Cecilia parece incapaz de amar. O al menos de que el amor le dure más allá de ese espacio que hay entre el desearlo y el obtenerlo. Quizás porque más que amar lo que necesita es que la amen. Que la cuiden. O quizás porque huye. O porque sólo lo inmediato es lo que importa. Su moral es la moral del superviviente. Aquí. Ahora. Quiéreme. Así. Ya. Adiós.

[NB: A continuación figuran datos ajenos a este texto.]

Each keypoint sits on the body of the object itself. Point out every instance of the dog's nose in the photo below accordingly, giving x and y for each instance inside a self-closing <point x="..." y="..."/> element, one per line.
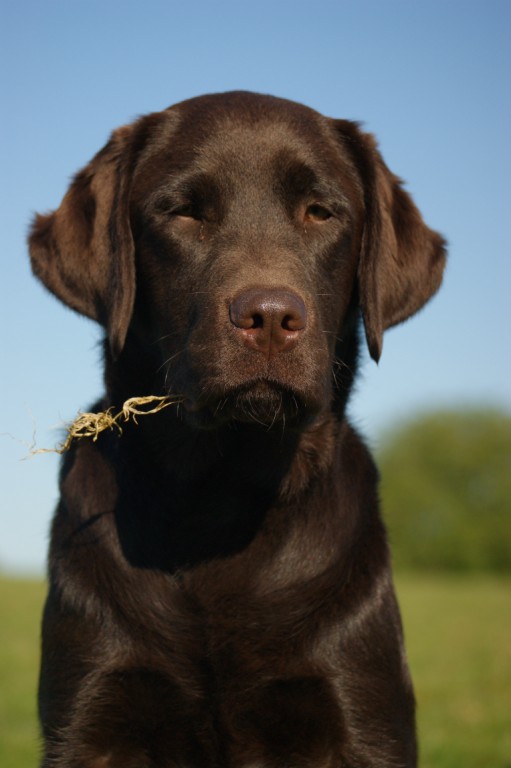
<point x="271" y="320"/>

Es difícil encontrar tu espacio, tu lugar en el mundo, tu identidad, cuando la búsqueda es a la desesperada, cuando la inquietud te hierve por dentro y buscas ser libre en un mundo que no lo es. Esa búsqueda errática es Cecilia, incapaz de dejar de mirar atrás pero deseando ir hacia adelante. No avanza, huye. Queriendo ser libre a la vez que buscando ataduras, vínculos, el cordón umbilical del amor. No parecía un paseo, no. Más bien una travesía. La travesía del salmón, a contracorriente, como nadan los desesperados.
Pude aguantar más de dos años y cuando casi me había acostumbrado me desesperé de estar acostumbrada.
Colometa era un personaje entrañable. Cecilia es un personaje más complejo, más desolador, quizás menos adorable, resulta más difícil entenderla, esa desgana, esa incapacidad para amar… Es un personaje en el margen. Me atrae siempre lo que está en los laterales, en los márgenes, invisible casi para quien transita por el centro, donde la mayoría se camufla bajo la etiqueta de normalidad y cotidianidad. Será que también me aburro. Sin embargo ambas, Colometa y Cecilia, tiene más en común de lo que parece. Lo que más les une, sin duda, Barcelona y sus calles. Y la forma de vivir esa ciudad: paseando, callejeando, observando, sintiendo. Sin ir a ningún lugar, únicamente andar por la ciudad y sus calles. Vivir una ciudad.
Y la soledad, y las flores, y los jardines, y los ángeles, y los sueños, y Barcelona… El universo Rodoreda. Todo está ahí, y ella combina esto y aquello y lo otro y nos da una poción de buena literatura. Yo me he tomado la poción a borbotones, ahora me dosificaré antes de llegar a Espejo roto, el libro de Rodoreda más recomendado por muchos comentaristas en este blog.